Thursday, October 28, 2010

VEGF Induces Differentiation of Functional Endothelium From Human Embryonic Stem Cells. Implications for Tissue Engineering


Marilyn B. Nourse, Daniel E. Halpin, Marta Scatena, Derek J. Mortisen, Nathaniel L.

Tulloch, Kip D. Hauch, Beverly Torok-Storb, Buddy D. Ratner, Lil Pabon and Charles E. Murry


Introduction:


Human embryonic stem cells (hESCs) have shown promise in the application for regenerating tissues with specific cell types. Currently however, the obstacles that arise relate to the inefficiency of the current techniques used to promote and distinguish the functional endothelial cells from differentiating hESCs. This article attempts to use a vascular endothelial grown factor (VEGF) as treatment and demonstrated a 4-5 fold enrichment of endothelial cells which in turn were implanted to form vessels and deemed viable in vivo. This implication will facilitate future endeavors involving tissue-engineered implants.


Methods:


Undifferentiated hESCs were allowed to turned into embryoid bodies (EBs) by separated confluent cultures into small clumps. VEGF-induced and control EBs, human umbilical vein endothelial cells (HUVECs), were then dispersed into single cells and stained with fluorescent conjugated antibodies (CD31, VECad, vWF, CD45[negative control]). The EBs were grown for 4 or 14 days and then monolayers of cells (HUVECs and DC31) were serum starved and then stimulated with TNFa. The RNA collected was quantified via RT-PCR and the protein analysis was taken via Western blotting. The cells were also assayed for tubule formation and colony forming ability (methylcellulose assay). Three million CD31 cells were mixed into a gel/culture medium under standard tissue culture conditions. The porous scaffolds were then prepared with hESC-influenced endothelial cells seeded. The scaffolds were later implanted into rats and processed for histology after ten days. The fluorescent images were lastly attained by confocal microscopy.


Results/Discussion:


Figure 1 portrays the induction of endothelium with VEGF. The test of cell differentiation showed that the treatment with VEGF resulted in more protein than standard cultures.


An increase of the dosage of VEGF also correlated to a positive expression until around 50ng/mL.

Figure 2 illustrates the immunofluorescence of the VEFG-induced EBs with the various markers. The plots for day 10 and 14 was to justify that while all the other markers coexpressed, CD45 never was detected in all conditions and time variables. CD45 is a marker for hematopoetic stem cells which indicate unwanted differentiation.




Figure 3 shows that although VEGF induces the differentiation in favor of endothelium it does not effect the proliferation in EBs.



Figure 4 further confirmed the cells' morphology and also that they were negative for CD45 and positive for the markers CD31, VeCAD, and vWF which is what was anticipated.


VEGF was shown to have a 4.7-fold increase in the number of differentiating endothelial cells but as for proliferation analysis, it resulted in no difference.

Figure 5 show that in vivo hESC-derived endothelial develop into robust vascular networks. These are different magnifications of CD31 stained A,C,D and unstained B in different magnifications.


Discussion/Applications:

Overall, this article discovered a novel and important finding of how to induce differentiation for functional endothelium. This could potentially help with the process of differentiation of mesodermal precursor cells that could expand the cell populations in hESC cultures and create a useful source for cardiac tissue engineering applications. Also ECs derived from hESC may improve neovascularization in transplant and scaffolds for tissue engineering. if combined with collagen gels in vivo, they could help organize into vascular networks as well.
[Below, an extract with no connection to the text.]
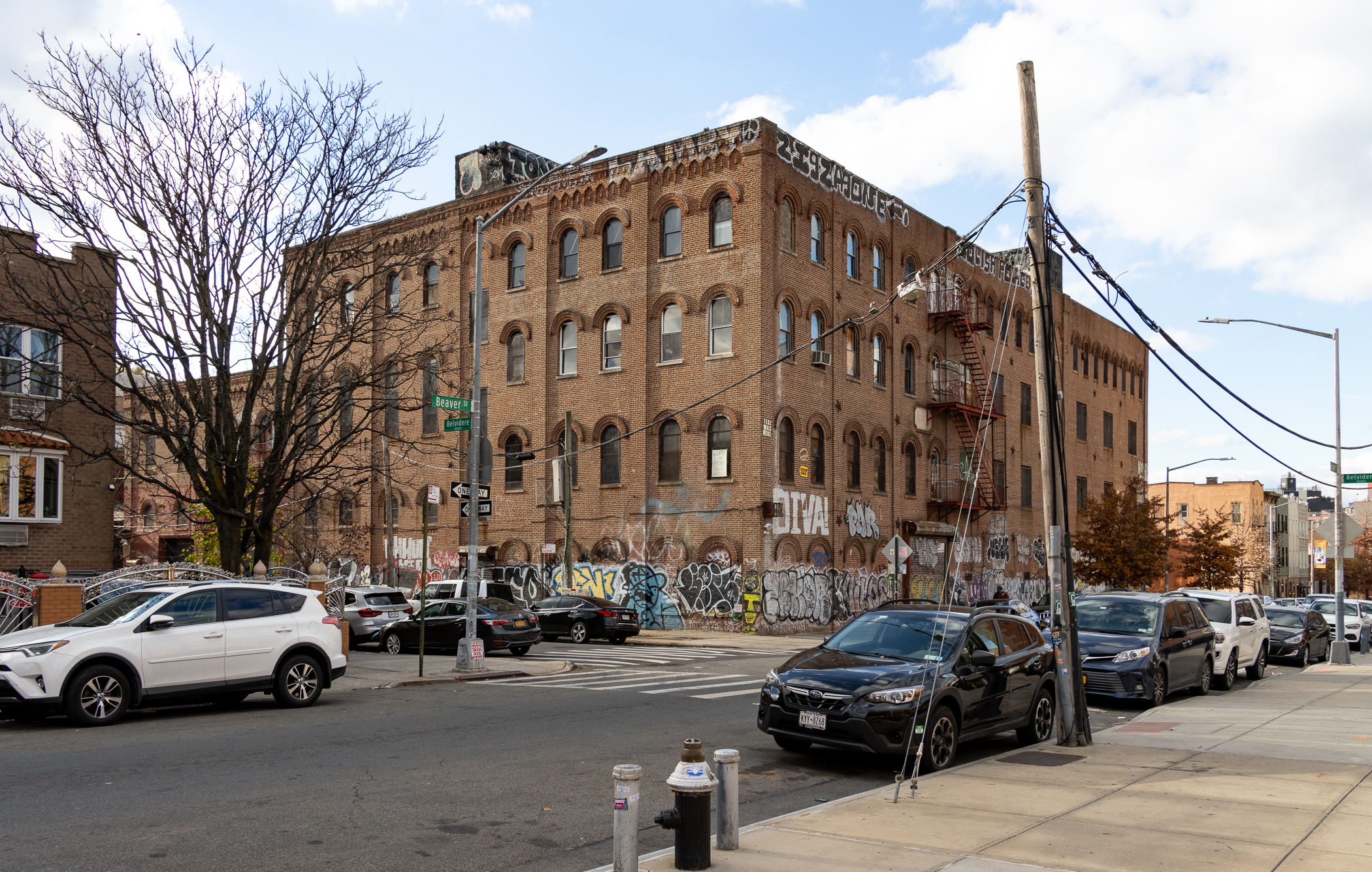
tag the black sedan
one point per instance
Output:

The only critique for this article is that they do not indicate whether or not the endothelial cells achieve sustained expansion and stability of vascular cells. Vascular commitment is essential in making sure that the grafts, transplants, or other engineering products are sustainable in potential patients.

3 comments:

Daniel C said...

After seeing so many papers talking about how to produce iPSCs more efficiently, it's nice finally seeing one that talks about differentiating cells. Of course, the first question that pops into my head is: does VEGF stimulate iPSCs to a similar extent, and how would the resulting cells fare in the vessel constructs?

Curtis Huang said...

hESC research has come a long way, and this paper has been able to show a large increase in performance for differentiation through the use of VEGF. But there is also the issue of the usability of the grown materials, and problems arising with rejection may arise. However, it also makes me want to know the effects on adult iPSC, since results there have shown to have lower chances of rejection, and if VEGF can also raise the differentiation there, then there will be other advantages there.

Alyssa Zhu said...

It's good to see that they consider the interaction between certain endothelial cells and blood. I can't say that I've read many papers on endothelial cell differentiation, but I'm glad to see that the researchers in this paper have considered the surrounding interactions in their cells.